There is some evidence that psychological/psychosocial treatments in conjunction with other rehabilitation treatments are useful for people with chronic whiplash, but more high quality research is needed.

Key References

  • Dunne, RL, Kenardy, J & Sterling, M 2012, ‘A randomized controlled trial of cognitive-behavioral therapy for the treatment of PTSD in the context of chronic whiplash’, Clinical Journal of Pain, vol. 28, pp. 755–765.
  • Leach, J 2007, ‘Editorial comment on ‘developing clinical guidelines for the physiotherapy management of whiplash associated disorder (WAD)' by C. Mercer, A. Jackson and A. Moore’, International Journal of Osteopathic Medicine, vol. 10, no. 2-3, pp. 55.
  • Mercer, C, Jackson, A & Moore, A 2007, ‘Developing clinical guidelines for the physiotherapy management of whiplash associated disorder (WAD)’, International Journal of Osteopathic Medicine, vol. 10, no. 2-3, pp. 50-54.

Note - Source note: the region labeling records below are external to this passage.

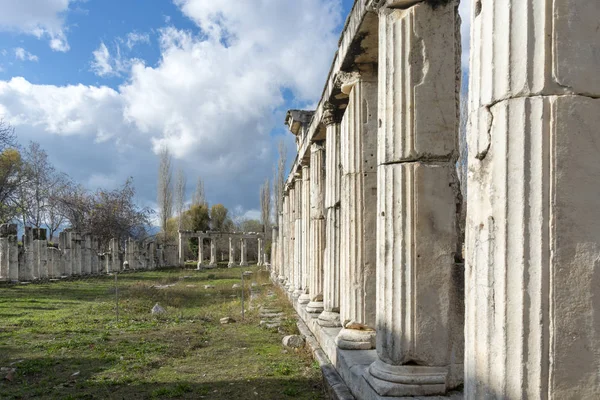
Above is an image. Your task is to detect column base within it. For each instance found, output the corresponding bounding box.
[317,311,342,328]
[364,360,448,397]
[298,293,310,304]
[306,301,324,314]
[335,328,376,350]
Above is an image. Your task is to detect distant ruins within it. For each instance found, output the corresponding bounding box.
[271,0,600,399]
[0,224,177,282]
[178,231,267,269]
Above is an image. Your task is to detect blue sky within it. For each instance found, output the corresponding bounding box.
[0,0,468,223]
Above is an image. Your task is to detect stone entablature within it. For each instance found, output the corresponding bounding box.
[272,0,600,400]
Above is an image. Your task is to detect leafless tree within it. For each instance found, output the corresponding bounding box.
[175,168,186,230]
[260,178,271,232]
[157,146,173,241]
[273,139,287,221]
[0,118,17,152]
[192,177,207,206]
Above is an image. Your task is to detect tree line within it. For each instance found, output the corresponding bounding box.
[0,120,153,246]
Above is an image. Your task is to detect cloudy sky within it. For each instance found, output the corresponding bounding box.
[0,0,467,223]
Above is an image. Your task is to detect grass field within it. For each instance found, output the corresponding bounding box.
[0,267,325,400]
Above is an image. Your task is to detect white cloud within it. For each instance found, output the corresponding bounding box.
[0,0,341,216]
[15,47,39,62]
[0,0,77,52]
[125,32,150,50]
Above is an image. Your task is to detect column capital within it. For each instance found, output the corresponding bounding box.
[367,0,422,12]
[322,101,340,126]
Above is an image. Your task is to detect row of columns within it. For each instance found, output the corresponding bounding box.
[190,233,266,269]
[273,0,600,399]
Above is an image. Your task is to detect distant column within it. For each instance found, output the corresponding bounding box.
[197,236,205,269]
[306,142,326,313]
[209,238,217,268]
[240,238,248,267]
[227,236,235,268]
[318,103,341,327]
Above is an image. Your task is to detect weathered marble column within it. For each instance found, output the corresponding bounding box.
[256,239,263,267]
[209,238,217,268]
[298,161,312,304]
[286,185,296,293]
[294,173,304,298]
[177,232,185,267]
[240,238,248,267]
[196,236,206,269]
[8,234,20,282]
[365,0,464,397]
[465,0,600,399]
[336,72,377,350]
[306,142,325,313]
[278,198,289,284]
[318,103,341,327]
[227,236,235,268]
[19,226,35,281]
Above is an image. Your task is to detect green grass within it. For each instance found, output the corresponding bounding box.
[0,267,325,400]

  • Pato, U, Stefano, GD, Fravi, N, Arnold, M, Curatolo, M, Radanov, BP, Ballinari, P & Sturzenegger, M 2010, ‘Comparison of randomized treatments for late whiplash’, Neurology, vol. 74, pp. 1223–1230.
  • Seferiadis A, Rosenfeld M & Gunnarsson R 2004, ‘A review of treatment interventions in whiplash-associated disorders’, European Spine Journal, vol. 13, pp. 387–397.
  • Sterling, M & Kenardy, J 2008, ‘Physical and psychological aspects of whiplash: important considerations for primary care assessment’, Manual Therapy, vol. 13, no. 2, pp. 93–102.
  • Sullivan, MJL, Adams, H, Rhodenizer, T & Stanish WD 2006, ‘A Psychosocial Risk Factor – Targeted Intervention for the Prevention of Chronic Pain and Disability Following Whiplash Injury’, Physical Therapy, vol. 86, no. 1, pp. 8-18.
  • Verhagen, A, Scholten-Peeters, G, Van Wijngaarden, S, De Bie, R & Bierma-Zeinstra, S 2007, ‘Conservative treatments for whiplash’, Cochrane Database of Systematic Reviews, Issue 2, Art. No.: CD003338. DOI: 10.1002/14651858.CD003338.pub3.